We incorporated age, body mass index (BMI, kg/m²), race ethnicity, educational level, smoking status, family poverty-to-income ratio (PIR), marital status, hypertension, and high cholesterol as covariates which were available in NHANES questionnaire data or demographic data. Participants aged 65 years and older were considered as aged. Participants with BMI equal to or higher than 25 were overweight according to the World Health Organization standards. The smoking status was classified as never, former smoker, and current smoker based on the “Smoking—Cigarette Use” section in the NHANES Questionnaire data. PIR < 1.00 means household income below the poverty threshold, while PIR higher than 3.00 means household income more than triple the poverty threshold. Participants who were divorced, widow, or lived separately were considered to be living separately. Hypertension and high cholesterol were considered if the participants were ever told they had high blood pressure or cholesterol level.

Statistical analysis

The descriptive analysis was summarized according to the subjects' retinal status. Continuous variables were presented as mean ± SD and analyzed by Student's t-tests. Categorial variables were presented as percentages and analyzed by Chi-square tests. The relationship between E-DII and retinopathy was examined with a logistic regression model. Subgroup analysis was also conducted by categories including gender, age, race ethnicity, educational level, marital status, family income, smoking status, BMI, diabetic status, hypertension, and high cholesterol. Interaction terms, such as demographic parameters, diabetic status, and so on, were added to test the heterogeneity. Then we categorized the participants into 3 groups by the tertiles of E-DII and did logistic regression analysis for the association as well as the Wald test to assess P for trend. A multivariate linear regression was used for the relationship between E-DII and retinopathy after being stepwise adjusted for the potential confounding factors. Lastly, weighted generalized additive models and smooth curve fittings were used to address the non-linear association between E-DII and DR in DM patients. All analyses were performed with the software package R (http://www.R-project.org, The R Foundation, access on 26 April 2022) and EmpowerStats (www.empowerstats.com access on 26 April 2022).

Results

Baseline characteristics of participants

Table 1 lists characteristics information of 2,403 eligible participants with (n = 305) and without retinopathy (n = 2,098). Participants with retinopathy tended to be older, low-educated, and overweight with no high income. The prevalence of DM, hypertension, or dyslipidemia was higher in people with retinopathy than in those without. Non-Hispanic Whites had a lower prevalence of retinopathy than other race ethnicities.

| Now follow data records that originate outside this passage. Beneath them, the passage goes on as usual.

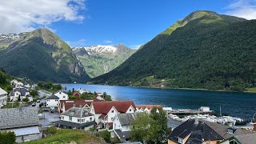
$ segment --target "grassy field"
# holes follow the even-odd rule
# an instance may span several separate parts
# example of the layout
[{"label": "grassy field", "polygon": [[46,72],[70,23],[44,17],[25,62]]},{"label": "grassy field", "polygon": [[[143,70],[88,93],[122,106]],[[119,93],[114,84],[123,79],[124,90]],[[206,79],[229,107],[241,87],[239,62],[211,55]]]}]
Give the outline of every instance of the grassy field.
[{"label": "grassy field", "polygon": [[256,87],[246,88],[246,91],[254,91],[256,92]]},{"label": "grassy field", "polygon": [[[104,141],[104,140],[102,140]],[[92,136],[89,132],[75,130],[58,130],[53,136],[46,138],[25,142],[26,144],[46,144],[46,143],[72,143],[72,144],[93,144],[106,143],[98,138]]]}]

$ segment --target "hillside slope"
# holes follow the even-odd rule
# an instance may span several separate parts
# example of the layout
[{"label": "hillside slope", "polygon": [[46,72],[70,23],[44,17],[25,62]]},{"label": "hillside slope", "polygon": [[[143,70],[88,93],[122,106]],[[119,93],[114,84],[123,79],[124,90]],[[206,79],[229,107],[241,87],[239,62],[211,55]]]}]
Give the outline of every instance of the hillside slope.
[{"label": "hillside slope", "polygon": [[[196,11],[94,83],[243,90],[256,80],[256,21]],[[164,86],[162,86],[164,85]]]},{"label": "hillside slope", "polygon": [[94,78],[114,70],[136,50],[124,45],[75,47],[73,51],[81,61],[86,73]]},{"label": "hillside slope", "polygon": [[26,33],[0,50],[0,66],[31,81],[85,82],[89,79],[70,47],[42,28]]}]

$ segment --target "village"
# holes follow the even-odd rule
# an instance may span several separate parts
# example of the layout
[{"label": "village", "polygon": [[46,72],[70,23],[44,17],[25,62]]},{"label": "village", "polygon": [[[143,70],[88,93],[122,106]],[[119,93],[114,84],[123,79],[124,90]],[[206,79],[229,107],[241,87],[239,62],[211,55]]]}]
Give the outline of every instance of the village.
[{"label": "village", "polygon": [[208,106],[173,110],[160,105],[135,105],[130,100],[112,101],[106,93],[82,88],[66,91],[55,86],[47,90],[50,89],[43,89],[47,83],[30,85],[15,79],[10,84],[13,89],[9,94],[0,88],[0,132],[14,132],[16,142],[50,137],[52,134],[46,132],[50,129],[68,129],[92,134],[106,132],[110,138],[118,139],[108,143],[145,143],[144,140],[134,142],[131,131],[140,114],[150,114],[153,109],[155,113],[164,113],[168,120],[170,133],[165,134],[162,143],[256,142],[256,119],[250,125],[236,126],[242,119],[214,116]]}]

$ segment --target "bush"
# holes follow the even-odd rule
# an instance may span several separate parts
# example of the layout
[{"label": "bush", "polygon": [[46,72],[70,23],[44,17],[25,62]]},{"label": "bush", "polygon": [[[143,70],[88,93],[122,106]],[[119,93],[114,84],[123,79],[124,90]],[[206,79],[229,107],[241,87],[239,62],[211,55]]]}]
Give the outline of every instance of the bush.
[{"label": "bush", "polygon": [[110,142],[110,133],[107,130],[103,130],[98,132],[98,134],[101,138],[102,138],[106,142]]},{"label": "bush", "polygon": [[46,134],[54,134],[57,133],[57,129],[55,126],[50,126],[47,128]]},{"label": "bush", "polygon": [[0,143],[13,144],[15,143],[16,136],[14,132],[0,132]]},{"label": "bush", "polygon": [[23,102],[29,102],[29,101],[30,101],[30,99],[29,99],[28,98],[26,98],[26,97],[25,98],[23,98],[23,99],[22,99],[22,101],[23,101]]}]

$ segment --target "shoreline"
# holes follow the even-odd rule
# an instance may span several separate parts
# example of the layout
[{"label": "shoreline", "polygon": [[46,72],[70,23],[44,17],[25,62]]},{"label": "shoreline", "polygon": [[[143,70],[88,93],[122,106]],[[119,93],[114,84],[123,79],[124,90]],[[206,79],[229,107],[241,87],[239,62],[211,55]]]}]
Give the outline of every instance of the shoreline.
[{"label": "shoreline", "polygon": [[204,90],[204,91],[215,91],[215,92],[232,92],[232,93],[249,93],[256,94],[256,91],[233,91],[225,90],[208,90],[208,89],[194,89],[194,88],[171,88],[171,87],[159,87],[159,86],[118,86],[118,85],[105,85],[105,84],[88,84],[88,83],[62,83],[62,84],[85,84],[85,85],[102,85],[102,86],[128,86],[137,88],[148,88],[148,89],[162,89],[162,90]]}]

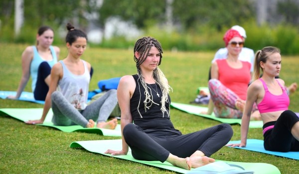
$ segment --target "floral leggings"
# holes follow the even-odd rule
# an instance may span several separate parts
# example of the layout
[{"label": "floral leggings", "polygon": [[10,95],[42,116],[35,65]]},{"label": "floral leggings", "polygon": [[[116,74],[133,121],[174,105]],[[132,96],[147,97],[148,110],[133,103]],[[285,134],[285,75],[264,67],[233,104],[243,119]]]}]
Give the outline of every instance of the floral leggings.
[{"label": "floral leggings", "polygon": [[[214,112],[217,117],[241,118],[243,112],[236,108],[236,101],[239,96],[231,90],[224,86],[219,80],[209,81],[209,89],[211,98],[214,103]],[[254,103],[253,111],[258,110]]]}]

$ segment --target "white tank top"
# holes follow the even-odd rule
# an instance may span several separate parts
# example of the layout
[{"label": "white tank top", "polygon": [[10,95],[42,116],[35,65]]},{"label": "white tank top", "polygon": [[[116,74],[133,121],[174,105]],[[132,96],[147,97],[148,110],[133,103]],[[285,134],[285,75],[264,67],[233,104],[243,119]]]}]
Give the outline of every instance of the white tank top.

E-DII was significantly higher in participants with retinopathy than in those without. There was no obvious difference between retinopathy and non-retinopathy in marital and smoking status. In Supplementary Table S1, we found that there were significant differences in gender, race ethnicity, educational level, marital status, family PIR, diabetic status, hypertension, and smoking status among participants with different levels of E-DII.

TABLE 1

Table 1. Baseline characteristics of participants in the 2005–2008 NHANES.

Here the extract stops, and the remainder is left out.